See also John 14:1; 23-27; Hebrews 13: 5, AMPC; Psalm 37:3-9; Psalm 46.

Called to Possess: On the Authority of God’s Word

I truly appreciate the word “POSSESS”. My computer’s grammar checker sure dislikes it. Grammar checking programs often underline the word “POSSESS”, encouraging the author to choose a simpler, more acceptable word. God, however, desires we come into our possession, to lay hold of all He desires and provides for us.

In the past several years, God inspired in me an increased understanding of His call for His people to “POSSESS” and fully walk in all He gives us. Possessing all God calls us to, with the authority He gives us to lay hold on His provision with the full power He supplies, is a vital practice for these troubling days. Learning our authority in Christ and possessing all that is ours to lay hold of empowers us to face each day with the strength of God’s supply. Thinking on this underlined, grammatical undesirable, leads me to my next series of Ponderings: Called to POSSESS.

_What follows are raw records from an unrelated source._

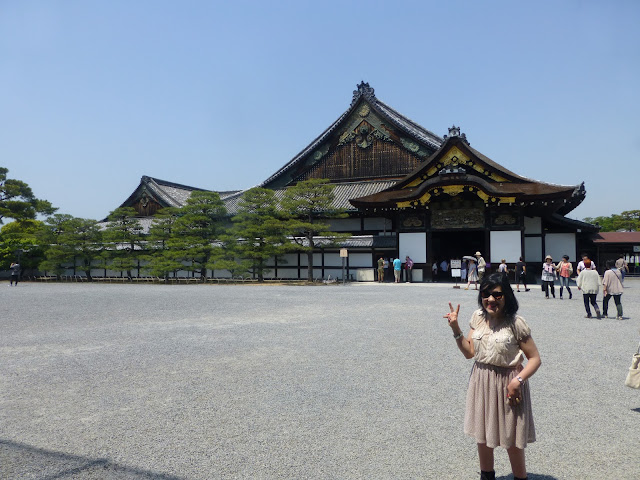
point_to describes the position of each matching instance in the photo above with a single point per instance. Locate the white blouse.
(500, 345)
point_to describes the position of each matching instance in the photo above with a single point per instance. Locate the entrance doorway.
(455, 245)
(448, 245)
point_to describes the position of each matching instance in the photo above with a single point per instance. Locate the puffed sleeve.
(476, 319)
(521, 329)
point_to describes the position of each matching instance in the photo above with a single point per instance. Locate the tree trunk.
(310, 258)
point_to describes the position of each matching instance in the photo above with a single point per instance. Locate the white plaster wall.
(505, 245)
(377, 224)
(559, 244)
(533, 249)
(333, 260)
(317, 260)
(415, 245)
(360, 260)
(344, 224)
(532, 225)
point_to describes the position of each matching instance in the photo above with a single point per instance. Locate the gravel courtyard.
(362, 381)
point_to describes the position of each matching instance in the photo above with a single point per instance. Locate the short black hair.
(498, 279)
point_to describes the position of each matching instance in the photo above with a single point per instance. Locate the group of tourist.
(397, 265)
(498, 405)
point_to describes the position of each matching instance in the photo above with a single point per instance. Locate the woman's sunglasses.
(495, 294)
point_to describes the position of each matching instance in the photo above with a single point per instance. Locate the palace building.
(410, 192)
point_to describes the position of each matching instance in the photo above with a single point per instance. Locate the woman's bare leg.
(516, 457)
(486, 457)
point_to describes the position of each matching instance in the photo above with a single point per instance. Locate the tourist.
(444, 268)
(380, 270)
(521, 275)
(481, 265)
(472, 275)
(408, 266)
(503, 269)
(612, 287)
(397, 269)
(589, 282)
(15, 273)
(498, 407)
(548, 276)
(580, 265)
(565, 269)
(622, 266)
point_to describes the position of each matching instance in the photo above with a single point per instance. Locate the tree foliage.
(199, 224)
(257, 235)
(125, 239)
(161, 260)
(307, 205)
(17, 200)
(627, 221)
(19, 242)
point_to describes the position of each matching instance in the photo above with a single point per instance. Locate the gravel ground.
(361, 381)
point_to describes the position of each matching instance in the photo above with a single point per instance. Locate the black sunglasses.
(494, 294)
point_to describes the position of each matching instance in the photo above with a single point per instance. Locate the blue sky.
(219, 95)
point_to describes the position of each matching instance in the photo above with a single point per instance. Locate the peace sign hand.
(452, 317)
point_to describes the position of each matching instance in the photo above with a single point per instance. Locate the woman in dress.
(612, 287)
(548, 276)
(565, 269)
(503, 269)
(498, 408)
(588, 282)
(472, 274)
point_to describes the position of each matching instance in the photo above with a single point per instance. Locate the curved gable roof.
(458, 167)
(363, 94)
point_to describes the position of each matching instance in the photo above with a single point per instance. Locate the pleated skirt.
(488, 416)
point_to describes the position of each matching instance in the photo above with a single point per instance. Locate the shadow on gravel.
(530, 476)
(22, 461)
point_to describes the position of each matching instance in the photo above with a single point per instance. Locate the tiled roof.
(617, 237)
(342, 193)
(366, 93)
(360, 241)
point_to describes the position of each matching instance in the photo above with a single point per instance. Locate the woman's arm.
(530, 350)
(464, 344)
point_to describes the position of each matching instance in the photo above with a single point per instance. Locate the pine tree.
(258, 233)
(200, 223)
(307, 205)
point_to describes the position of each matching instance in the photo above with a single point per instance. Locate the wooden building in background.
(410, 192)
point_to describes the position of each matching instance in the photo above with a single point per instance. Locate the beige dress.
(488, 417)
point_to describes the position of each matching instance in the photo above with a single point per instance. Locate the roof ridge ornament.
(363, 90)
(455, 132)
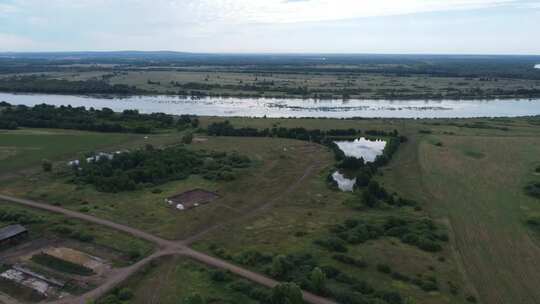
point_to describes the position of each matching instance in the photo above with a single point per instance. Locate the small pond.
(362, 148)
(344, 183)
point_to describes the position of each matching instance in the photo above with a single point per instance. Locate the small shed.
(13, 233)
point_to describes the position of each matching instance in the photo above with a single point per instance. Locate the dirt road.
(165, 248)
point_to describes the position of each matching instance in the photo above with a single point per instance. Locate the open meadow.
(466, 177)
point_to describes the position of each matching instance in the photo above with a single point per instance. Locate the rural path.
(165, 248)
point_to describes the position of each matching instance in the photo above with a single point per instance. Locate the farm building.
(12, 233)
(191, 199)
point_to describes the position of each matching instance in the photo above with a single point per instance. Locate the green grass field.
(26, 148)
(276, 164)
(468, 175)
(172, 279)
(236, 82)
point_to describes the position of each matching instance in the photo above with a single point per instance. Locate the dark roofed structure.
(12, 233)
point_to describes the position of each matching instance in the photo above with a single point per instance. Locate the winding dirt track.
(165, 248)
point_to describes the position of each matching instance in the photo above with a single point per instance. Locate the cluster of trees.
(42, 84)
(304, 270)
(225, 128)
(80, 118)
(421, 233)
(131, 170)
(62, 265)
(371, 194)
(363, 171)
(533, 189)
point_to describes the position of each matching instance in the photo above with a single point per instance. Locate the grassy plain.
(471, 184)
(328, 82)
(276, 164)
(172, 279)
(28, 147)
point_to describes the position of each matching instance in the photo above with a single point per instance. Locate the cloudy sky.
(329, 26)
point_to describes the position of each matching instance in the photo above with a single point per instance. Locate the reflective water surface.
(362, 147)
(344, 184)
(291, 107)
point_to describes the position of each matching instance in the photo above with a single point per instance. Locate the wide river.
(258, 107)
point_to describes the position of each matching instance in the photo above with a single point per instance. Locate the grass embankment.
(28, 147)
(61, 265)
(19, 291)
(172, 280)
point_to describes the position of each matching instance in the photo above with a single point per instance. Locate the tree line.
(129, 171)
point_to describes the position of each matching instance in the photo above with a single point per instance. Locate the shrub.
(46, 165)
(349, 260)
(332, 243)
(533, 189)
(286, 293)
(384, 268)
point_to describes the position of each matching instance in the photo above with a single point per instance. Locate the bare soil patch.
(192, 198)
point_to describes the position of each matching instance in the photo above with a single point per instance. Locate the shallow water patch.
(362, 148)
(344, 184)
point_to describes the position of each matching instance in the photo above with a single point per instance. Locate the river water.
(258, 107)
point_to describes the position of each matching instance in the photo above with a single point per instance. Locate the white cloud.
(9, 42)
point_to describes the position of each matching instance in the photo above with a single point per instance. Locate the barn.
(11, 234)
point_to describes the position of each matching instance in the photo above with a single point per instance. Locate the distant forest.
(397, 65)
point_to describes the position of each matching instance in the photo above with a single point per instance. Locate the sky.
(273, 26)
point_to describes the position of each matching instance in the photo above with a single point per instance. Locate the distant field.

Beginning today with defining the word “possess”, we come to understand the full impact of God’s call and equipping our possession. Following posts will take us through several passages over the days to come that instruct our heart in all God’s calls us to possess: revealing His good desires for us in this life, and the next.

“Delight yourself in the Lord; And He will give you the desires of your heart” ~ Psalms 37:4.

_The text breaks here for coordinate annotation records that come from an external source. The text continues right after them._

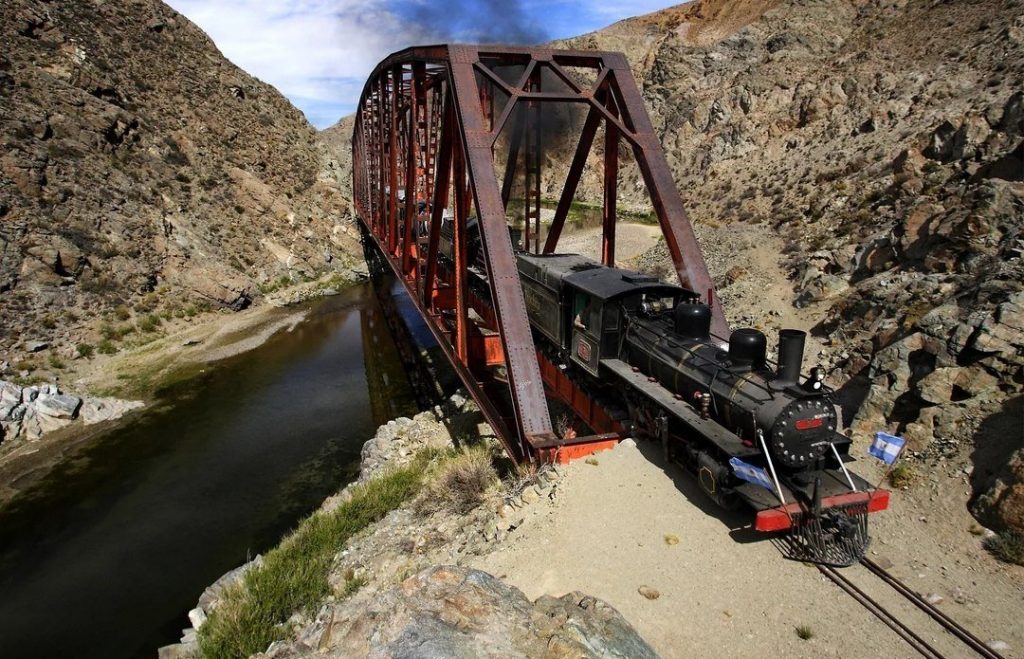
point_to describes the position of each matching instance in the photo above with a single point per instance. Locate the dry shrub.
(460, 483)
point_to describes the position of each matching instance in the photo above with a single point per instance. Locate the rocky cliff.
(141, 173)
(885, 142)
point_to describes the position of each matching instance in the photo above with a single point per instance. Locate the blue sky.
(318, 52)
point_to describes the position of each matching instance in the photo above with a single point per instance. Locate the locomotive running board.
(682, 410)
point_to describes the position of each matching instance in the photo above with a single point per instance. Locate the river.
(107, 554)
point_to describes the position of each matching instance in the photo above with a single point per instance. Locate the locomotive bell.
(692, 320)
(748, 347)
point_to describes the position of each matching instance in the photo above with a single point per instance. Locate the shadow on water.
(104, 556)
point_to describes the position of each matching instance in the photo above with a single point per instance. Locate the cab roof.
(600, 281)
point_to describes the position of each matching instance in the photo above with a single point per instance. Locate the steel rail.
(947, 623)
(882, 614)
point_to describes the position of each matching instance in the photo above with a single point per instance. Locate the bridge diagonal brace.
(523, 374)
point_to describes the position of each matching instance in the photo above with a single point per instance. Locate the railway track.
(893, 622)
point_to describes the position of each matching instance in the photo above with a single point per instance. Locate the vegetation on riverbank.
(294, 575)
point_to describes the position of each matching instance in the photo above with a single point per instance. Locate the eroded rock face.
(139, 166)
(460, 612)
(890, 159)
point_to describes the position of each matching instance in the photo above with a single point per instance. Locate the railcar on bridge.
(455, 157)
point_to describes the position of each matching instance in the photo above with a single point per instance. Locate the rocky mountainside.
(884, 140)
(143, 175)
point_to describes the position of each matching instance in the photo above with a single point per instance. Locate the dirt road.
(723, 590)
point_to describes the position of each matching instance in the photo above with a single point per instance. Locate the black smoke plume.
(471, 22)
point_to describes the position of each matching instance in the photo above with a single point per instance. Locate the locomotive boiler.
(645, 348)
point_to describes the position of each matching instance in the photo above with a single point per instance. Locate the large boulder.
(459, 612)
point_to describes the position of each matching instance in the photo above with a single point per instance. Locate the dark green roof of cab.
(593, 278)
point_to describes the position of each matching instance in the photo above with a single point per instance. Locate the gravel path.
(722, 591)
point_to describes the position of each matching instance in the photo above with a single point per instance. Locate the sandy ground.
(632, 239)
(725, 590)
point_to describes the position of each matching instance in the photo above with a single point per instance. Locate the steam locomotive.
(645, 348)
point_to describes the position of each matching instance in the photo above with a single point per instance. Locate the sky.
(318, 52)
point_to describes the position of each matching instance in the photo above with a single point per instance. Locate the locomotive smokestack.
(791, 355)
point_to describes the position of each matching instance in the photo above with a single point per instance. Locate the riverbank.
(101, 557)
(185, 349)
(403, 571)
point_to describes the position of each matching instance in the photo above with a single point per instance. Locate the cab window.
(585, 312)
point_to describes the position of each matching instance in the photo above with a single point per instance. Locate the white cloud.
(318, 52)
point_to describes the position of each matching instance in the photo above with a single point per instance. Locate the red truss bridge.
(449, 148)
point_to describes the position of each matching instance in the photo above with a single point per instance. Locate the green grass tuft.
(902, 476)
(1007, 546)
(294, 575)
(460, 483)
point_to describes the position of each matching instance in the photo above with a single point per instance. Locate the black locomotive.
(644, 347)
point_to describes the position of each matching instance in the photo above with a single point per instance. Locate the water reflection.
(103, 557)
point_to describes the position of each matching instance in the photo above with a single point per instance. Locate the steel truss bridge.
(451, 139)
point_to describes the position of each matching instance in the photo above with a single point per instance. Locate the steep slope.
(142, 173)
(883, 142)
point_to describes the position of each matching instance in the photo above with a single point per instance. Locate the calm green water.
(105, 556)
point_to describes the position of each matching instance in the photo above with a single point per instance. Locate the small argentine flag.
(886, 447)
(751, 474)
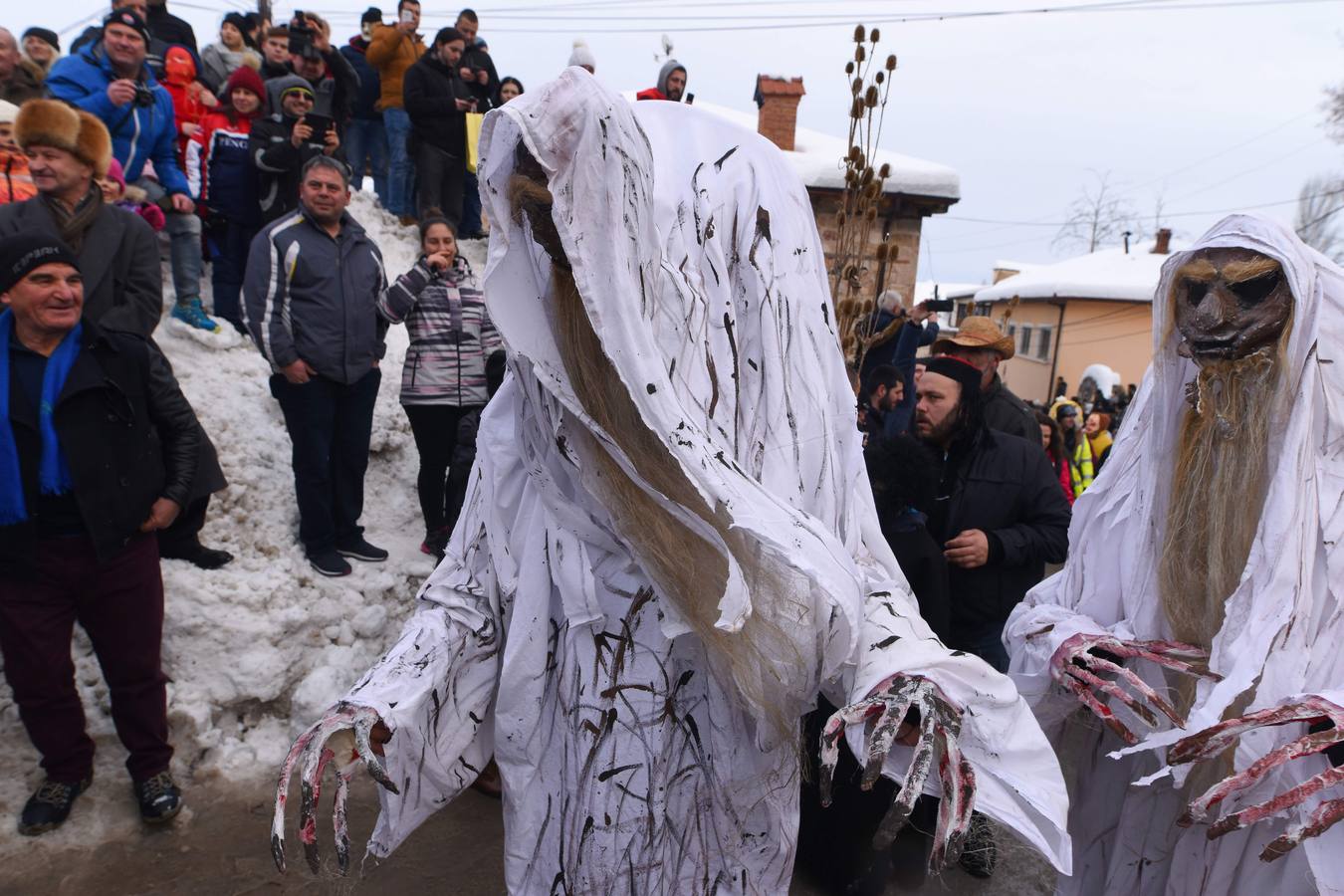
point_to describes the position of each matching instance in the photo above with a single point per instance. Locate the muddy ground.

Delighting in the Lord leads us away from fleshly desires to hearts that desire the good He has for us to possess. The dictionary of English words defines “possess” as follows:

POS·SESS  (pə-zĕs′) tr.v. pos·sessed, pos·sess·ing, pos·sess·es: 1. a. To have as property; own. b. To have under one’s power or control. 2. a. To have as a quality, characteristic, or other attribute. b. To have mastery or knowledge of. 3. a. To gain control or power over. b. To occupy fully the mind or feelings of. …. d. To control or maintain (one’s nature) in a particular condition. 4. To cause (oneself) to own, hold, or master something, such as property or knowledge. 5. To gain or seize.

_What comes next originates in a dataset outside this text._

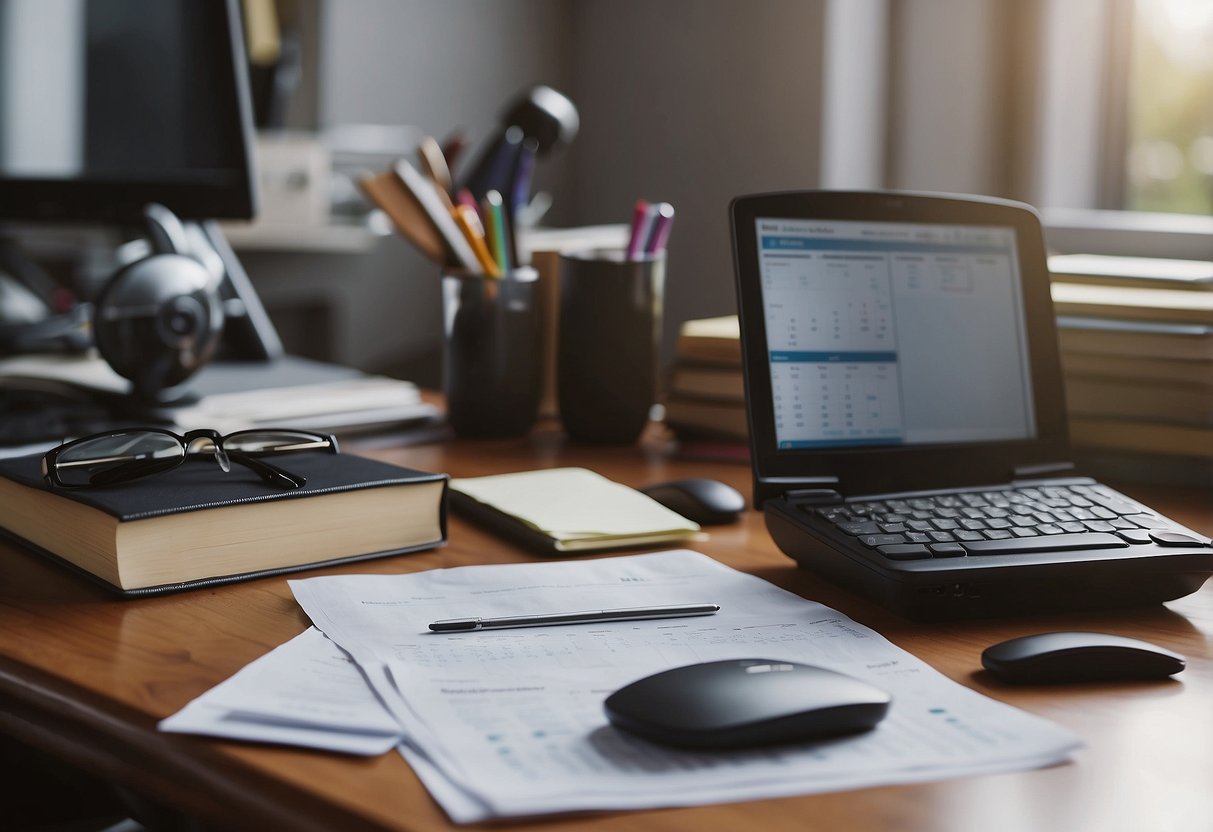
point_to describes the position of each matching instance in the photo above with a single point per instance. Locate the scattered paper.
(306, 693)
(510, 722)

Thus, for the purposes of our study, as we look at all God calls us to possess, the meaning we will apply to this word is to take hold of with power to control, occupy, or maintain in a particular state or condition: to master, as one with authority.

Having these defining parameters, we begin in our next post to look at some passages of scripture that instruct in things God expects us to possess on the authority of His Word, in obedience to Him with the authority that obedience provides us, and in honoring Him as God.

“You have said, Seek My face [inquire for and require My presence as your vital need]. My heart says to You, Your face (Your presence), Lord, will I seek, inquire for, and require [of necessity and on the authority of Your Word]” ~ Psalm 27:8, AMPC.

On the Authority of God’s Word, we seek after and take possession of His good gifts to us.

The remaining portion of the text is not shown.